L’ossessione, qui, dei fratelli Tsukamoto, Shin'ya e Kôji, per una madre che sullo schermo perde però connotazioni autobiografiche e rispecchiamenti immediati e si trasforma in qualcos’altro: il regista, così, è l’interprete di Tsuda, assicuratore dalla vita piatta e priva di gioia, elementi che caratterizzano anche la relazione e la convivenza con la conciliante Hizuru (Kaori Fujii). La loro storia, che è il loro stare al mondo, viene stravolta da Kojima (Kôji Tsukamoto), ex compagno di scuola di Tsuda e boxeur semiprofessionista. I due uomini si incontrano casualmente dopo molti anni, dopo una promessa di gioventù che il primo non ha poi mantenuto mentre l’altro sì. Il motivo, all’epoca, era una donna e si rinnova oggi, anzi si ibrida, nella figura di Hizuru.
Questo Tokyo Fist non è lontano dal mostruoso di Tetsuo; ne è, se vogliamo, la maschera, la superficie ridicola, lo stato primario, un’ontologia e un’antologia drammaticamente dileggiate. È novecentesca l’alienazione di Tsuda, non potrebbe essere mai la stessa nel 2018; è prossima, piuttosto, al comico muto, quello contro l’ordine costituito e precostituito, ma non può essere giocosa, attiva, marionettistica, non può essere azione, performance, silenzio ed effetto, caos di un fantastico e di un irreale che si fanno beffa delle gerarchie e – anche magari solo temporaneamente – le sovvertono; non può essere improbabile, “sovrumana”, invincibile, non può essere immortale. Per questo, la violenza sul corpo, inflitta e autoinflitta, l’apparente gratuità, l’insensatezza di ogni gesto dei personaggi (dai tatuaggi ai piercing coi quali Hizuru, dopo il primo incontro amoroso con Kojima, comincia a plasmare una nuova sé, una nuova soggettività, agli allenamenti e ai combattimenti del nuovo Tsuda e di Kojima, i volti gonfi e sanguinanti), per questo, dicevamo, tutto ciò è sempre, in realtà, un dislocamento di senso, è una riscrittura del senso comune, un suo riversamento allucinato, una riscrittura politica delle forme concrete e del simbolico, del potere e dei ruoli (dell’Uomo e della Donna).
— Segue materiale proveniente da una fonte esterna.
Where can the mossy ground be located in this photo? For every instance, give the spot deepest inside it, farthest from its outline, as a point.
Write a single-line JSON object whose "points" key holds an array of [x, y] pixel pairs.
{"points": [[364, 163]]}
Tsuda e Kojima sono in fondo diversissimi ma speculari, limitati, anzi delimitati, mentre la dinamo del desiderio, dell’effrazione, del capovolgimento sensoriale, sessuale, sociale, ideologico, appartiene tutta alla figura della donna, a Hizuru (progressivamente più bella e autonoma, imprendibile e incomprensibile nel suo sconvolgimento fisico).
È un saggio su un Paese, una cultura, un mondo, sul Giappone? Sì, come lo sono oggi, da tutt’altra prospettiva e autorialità, ad esempio, Un affare di famiglia di Kore'eda o, agli antipodi, la fantasia pop dell’Isola dei cani dello straniero Wes Anderson. È un film di un autore sul (suo) cinema? Sì, come sarebbe stato, anni dopo, mettiamo, il Cut del Naderi “giapponese” (bisogna cercare nello spazio tra il volto tumefatto del protagonista – nella finzione, un filmmaker – del regista iraniano e quello quasi ridotto alle sembianze di pupazzo idiota di Tsuda/Shin’ya Tsukamoto dopo la “lotta” – ma è forse l’unico amplesso che possono ancora possedere, che può ancora possederli – con Hizuru). È una messa in scena ripetitiva, espressionistica, “viziata”, che elimina il tragico, addizionando incompiutezze, sbandamenti stilistici, un’anarchica ma consapevolmente chiara riproducibilità di significanti e significanti, sangue che fiotta e solitudini violente. Il cineasta azzera i punti-limite, scrive, produce, realizza, monta, interpreta, allestisce il reale che opprime lo Tsukamoto uomo e “droga” l’artista. Tokyo Fist è sguardo politico, meccanismo comico, un documentario horror, un film che sa essere incredibilmente feroce e umanista, e dove, accanto a Cronenberg, potremmo perfino immaginare un remix tossico, folle, tra Tex Avery e Rocky Balboa.